Otherwise I'm using 5-fold cross validation for designing my model. After design the model now I want use it by new data so I must normalize these data. I find that for Max-Min mapping I must use Maximum and Minimum of designing phase data-set and for whitening I must use mean and variance of it.
Suppose that in x-min/max-min, my new data set has a feature sample that x of it is lower than previous minimum so now this normalized feature (for that specific sample) is negative. This is not a problem? Is the output (1 or 0) true for this specific sample? Besides this in whittling method we can have same problem.

Greg Heath
Greg Heath on 3 Apr 2014
Edited: Greg Heath on 3 Apr 2014
Regardless of what you use in the model, I always standardize pre-modelling using zscore or mapstd to identify outliers for removal or modification.
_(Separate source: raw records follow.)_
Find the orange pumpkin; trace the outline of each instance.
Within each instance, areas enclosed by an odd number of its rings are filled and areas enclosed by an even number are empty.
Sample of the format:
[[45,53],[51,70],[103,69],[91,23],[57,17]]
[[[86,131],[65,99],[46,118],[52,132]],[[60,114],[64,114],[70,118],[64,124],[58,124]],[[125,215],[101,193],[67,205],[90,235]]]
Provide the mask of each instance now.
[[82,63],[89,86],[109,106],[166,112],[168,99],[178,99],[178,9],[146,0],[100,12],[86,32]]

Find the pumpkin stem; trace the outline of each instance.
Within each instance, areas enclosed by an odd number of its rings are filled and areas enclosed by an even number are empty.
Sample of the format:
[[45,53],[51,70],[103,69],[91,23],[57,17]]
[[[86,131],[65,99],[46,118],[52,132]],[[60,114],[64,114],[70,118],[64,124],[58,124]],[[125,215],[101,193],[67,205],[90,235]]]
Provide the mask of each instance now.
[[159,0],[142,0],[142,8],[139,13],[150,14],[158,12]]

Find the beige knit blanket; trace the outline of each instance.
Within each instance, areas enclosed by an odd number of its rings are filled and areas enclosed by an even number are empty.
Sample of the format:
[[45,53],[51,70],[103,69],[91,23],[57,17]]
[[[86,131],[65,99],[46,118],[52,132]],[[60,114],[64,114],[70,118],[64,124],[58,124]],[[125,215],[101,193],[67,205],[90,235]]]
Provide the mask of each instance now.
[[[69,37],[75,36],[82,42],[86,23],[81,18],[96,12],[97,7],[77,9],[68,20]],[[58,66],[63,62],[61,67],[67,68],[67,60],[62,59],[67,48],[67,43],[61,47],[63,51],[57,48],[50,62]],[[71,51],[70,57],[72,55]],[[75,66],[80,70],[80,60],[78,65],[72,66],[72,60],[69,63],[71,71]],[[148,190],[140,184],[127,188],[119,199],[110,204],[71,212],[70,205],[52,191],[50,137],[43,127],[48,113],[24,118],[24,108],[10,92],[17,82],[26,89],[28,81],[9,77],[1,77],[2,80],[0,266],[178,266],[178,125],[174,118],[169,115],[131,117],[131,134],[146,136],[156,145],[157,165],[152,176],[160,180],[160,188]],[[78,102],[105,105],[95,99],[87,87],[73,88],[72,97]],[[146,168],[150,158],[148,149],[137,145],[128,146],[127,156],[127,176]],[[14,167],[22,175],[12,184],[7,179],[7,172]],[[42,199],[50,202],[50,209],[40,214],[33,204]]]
Warning: Each dimension should be normalized separately.
P.S. If you use neural nets the default is mapminmax to [-1,1] and the hidden layer transfer functions are the odd function tanh.
Image Analyst on 7 Apr 2014
Thank you again Greg.
I don’t use k-means clustering after employ other outlier detection techniques. Outlier detection using k-means clustering is an option for outlier detection in my system besides your proposed technique. So I can choose any of these two techniques. With regard to the above discussion, what is your idea about k-means clustering?
You mentioned that I can use ‘(x-meanx)/std > threshold of your choice ‘so your proposed technique does not consider all inputs (in my case: 21 variables) simultaneously and I can analyze one feature with it at a time. Is this true?
Greg Heath
Greg Heath on 11 Apr 2014
No. You consider all at once using matrix coding. I consider a 21 dimensional vector an outlier if one or more components is an outlier.
All MATLAB code is matrix based. So if you find one or more outlying components in a column of an input or target matrix, either modify or delete the column. Any target column corresponding to a deleted input must also be deleted and vice versa.